El Tribunal Constitucional ha legitimado esa ley, poniendo el broche final a un camino que Pedro Sánchez comenzó la misma noche electoral de 2023. Aquel día, al conocerse los resultados, se hizo evidente que no solo había perdido las elecciones, sino que ni siquiera sumaba mayoría con sus antiguos socios de legislatura, ni con Esquerra, ya premiada con indultos, ni con Bildu, blanqueada según el guion de Otegi, alcanzaba los escaños necesarios para seguir en el poder.

Frente a esa realidad, Sánchez eligió la vía de entregar la integridad del sistema constitucional a cambio de los siete votos de Junts. Una cesión sin precedentes, tanto en forma como en fondo, que acabó otorgando legalidad a una autoamnistía impulsada por quienes vulneraron el orden constitucional. Para mayor desfachatez, la persona encargada de liderar esa negociación fue Santos Cerdán, que hoy se encuentra investigado por delitos de cohecho y pertenencia a organización criminal. 

Un hecho que añade aún más sombras a un acuerdo que no solo erosiona la legalidad, sino que daña profundamente la credibilidad democrática de nuestras instituciones.

Al respaldar la Ley de Amnistía, el Tribunal Constitucional, con una mayoría favorable al Gobierno, no solo refuerza una clara desigualdad entre los españoles, sino que, además, inaugura una etapa inédita en la historia democrática de España. Una etapa en la que el órgano encargado de controlar los abusos del poder se transforma en un instrumento que ampara sus excesos. En lugar de actuar como un contrapeso independiente, se convierte en un escudo al servicio del Ejecutivo.

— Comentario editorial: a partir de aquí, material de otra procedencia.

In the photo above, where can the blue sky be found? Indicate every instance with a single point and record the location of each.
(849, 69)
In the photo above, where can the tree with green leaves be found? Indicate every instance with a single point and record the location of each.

Este fallo no es simplemente una interpretación jurídica, sino un paso decisivo hacia la normalización de decisiones que afectan de manera sustancial al orden constitucional. Si puede justificarse el perdón de delitos tan graves como los del procés con el argumento de garantizar la estabilidad política, entonces ya no resulta impensable imaginar futuras medidas dirigidas exclusivamente a asegurar la permanencia en el poder, aunque supongan alterar la integridad de nuestro sistema constitucional.

La tesis de que el legislador puede intervenir en cualquier asunto que no esté explícita o implícitamente prohibido por la Constitución convierte a la Carta Magna en un texto moldeable según la conveniencia política del momento. Bajo esta lógica, todo lo que no esté expresamente vetado pasa a considerarse legalmente aceptable.

Aceptar que el Tribunal Constitucional respalde con su fallo una maniobra política que cambia poder por impunidad es asumir que las reglas pueden adaptarse según convenga. Significa que la ley ya no es un límite, sino una herramienta que puede cambiarse según los intereses del gobierno.

Estamos, así, en la antesala de algo más grave, una deriva autoritaria con apariencia de legalidad. Si el desafío secesionista de 2017, un atentado flagrante contra el orden constitucional, puede ser borrado con una ley, ¿qué impide que mañana se repita lo mismo ante otro intento de romper las reglas del Estado?